The gradient of this function differs from the pytorch3d implementation, but it should be okay for most use cases. Ref

fastdev.xform.rotate_points(pts: jaxtyping.Float[torch.Tensor, ... n 3], tf_mat: jaxtyping.Float[torch.Tensor, ... 3 3]) → jaxtyping.Float[torch.Tensor, ... n 3]

Apply a rotation matrix on a set of 3D points.

Parameters:

• pts (torch.Tensor) – 3D points in shape [… n 3].

• rot_mat (torch.Tensor) – Rotation matrix in shape [… 3 3].

• tf_mat (jaxtyping.Float[torch.Tensor, ... 3 3])

Returns:

Rotated points in shape [… n 3].

Return type:

torch.Tensor

fastdev.xform.transform_points(pts: jaxtyping.Float[torch.Tensor, ... n 3], tf_mat: jaxtyping.Float[torch.Tensor, ... 4 4]) → jaxtyping.Float[torch.Tensor, ... n 3]

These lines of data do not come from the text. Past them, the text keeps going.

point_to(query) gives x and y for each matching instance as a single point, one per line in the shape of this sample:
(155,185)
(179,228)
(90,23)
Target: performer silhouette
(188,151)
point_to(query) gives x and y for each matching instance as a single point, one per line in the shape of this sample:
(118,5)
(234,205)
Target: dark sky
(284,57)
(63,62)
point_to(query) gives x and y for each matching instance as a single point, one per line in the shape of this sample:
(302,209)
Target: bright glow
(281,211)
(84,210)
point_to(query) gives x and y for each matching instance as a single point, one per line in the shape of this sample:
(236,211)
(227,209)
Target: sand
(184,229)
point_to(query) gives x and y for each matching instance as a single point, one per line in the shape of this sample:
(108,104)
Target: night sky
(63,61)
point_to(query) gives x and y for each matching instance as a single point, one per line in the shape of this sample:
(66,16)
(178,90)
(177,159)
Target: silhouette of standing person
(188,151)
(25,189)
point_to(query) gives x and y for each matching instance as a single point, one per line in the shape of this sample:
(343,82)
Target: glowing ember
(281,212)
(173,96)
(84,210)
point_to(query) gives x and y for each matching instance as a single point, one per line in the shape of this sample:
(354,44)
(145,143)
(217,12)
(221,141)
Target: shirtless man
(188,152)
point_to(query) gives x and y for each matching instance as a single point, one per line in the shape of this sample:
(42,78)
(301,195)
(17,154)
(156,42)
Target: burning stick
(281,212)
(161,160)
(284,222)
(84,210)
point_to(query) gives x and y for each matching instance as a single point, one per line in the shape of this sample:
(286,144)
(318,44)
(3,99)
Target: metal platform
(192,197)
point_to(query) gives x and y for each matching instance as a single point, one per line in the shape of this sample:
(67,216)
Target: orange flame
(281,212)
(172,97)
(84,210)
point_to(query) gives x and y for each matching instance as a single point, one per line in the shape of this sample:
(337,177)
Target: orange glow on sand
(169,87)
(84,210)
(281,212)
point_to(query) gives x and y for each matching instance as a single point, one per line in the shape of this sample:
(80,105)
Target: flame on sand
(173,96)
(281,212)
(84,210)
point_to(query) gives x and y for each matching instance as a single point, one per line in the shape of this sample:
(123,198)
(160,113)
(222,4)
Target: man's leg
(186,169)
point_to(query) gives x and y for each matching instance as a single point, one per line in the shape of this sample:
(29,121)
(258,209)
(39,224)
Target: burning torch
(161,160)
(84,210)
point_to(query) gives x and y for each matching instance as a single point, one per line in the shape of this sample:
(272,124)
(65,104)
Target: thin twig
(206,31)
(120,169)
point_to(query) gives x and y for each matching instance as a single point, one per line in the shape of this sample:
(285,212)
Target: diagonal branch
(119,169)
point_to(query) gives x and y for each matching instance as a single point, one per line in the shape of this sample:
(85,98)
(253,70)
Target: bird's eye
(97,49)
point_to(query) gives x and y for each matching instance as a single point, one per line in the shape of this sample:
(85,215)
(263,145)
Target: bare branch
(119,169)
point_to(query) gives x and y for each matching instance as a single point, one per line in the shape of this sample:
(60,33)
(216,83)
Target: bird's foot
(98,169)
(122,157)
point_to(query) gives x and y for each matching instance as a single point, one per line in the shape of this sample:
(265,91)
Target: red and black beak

Apply a transformation matrix on a set of 3D points.

Parameters:

• pts (torch.Tensor) – 3D points, could be [… n 3]

• tf_mat (torch.Tensor) – Transformation matrix, could be [… 4 4]

Returns:

Transformed pts in shape of [… n 3]

Return type:

jaxtyping.Float[torch.Tensor, … n 3]

Examples

>>> pts = torch.tensor([[1.0, 2.0, 3.0], [4.0, 5.0, 6.0]])
>>> tf_mat = torch.tensor([[0.0, 1.0, 0.0, 1.0], [0.0, 0.0, 1.0, 2.0], [1.0, 0.0, 0.0, 3.0], [0.0, 0.0, 0.0, 1.0]])
>>> transform_points(pts, tf_mat)
tensor([[3., 5., 4.],
        [6., 8., 7.]])

Note

The dimension number of pts and tf_mat should be the same. The batch dimensions (…) are broadcasted (and thus must be broadcastable). We don’t adopt the shapes [… 3] and [… 4 4] because there is no real broadcasted vector-matrix multiplication in pytorch. [… 3] and [… 4 4] will be converted to [… 1 3] and [… 4 4] and apply a broadcasted matrix-matrix multiplication.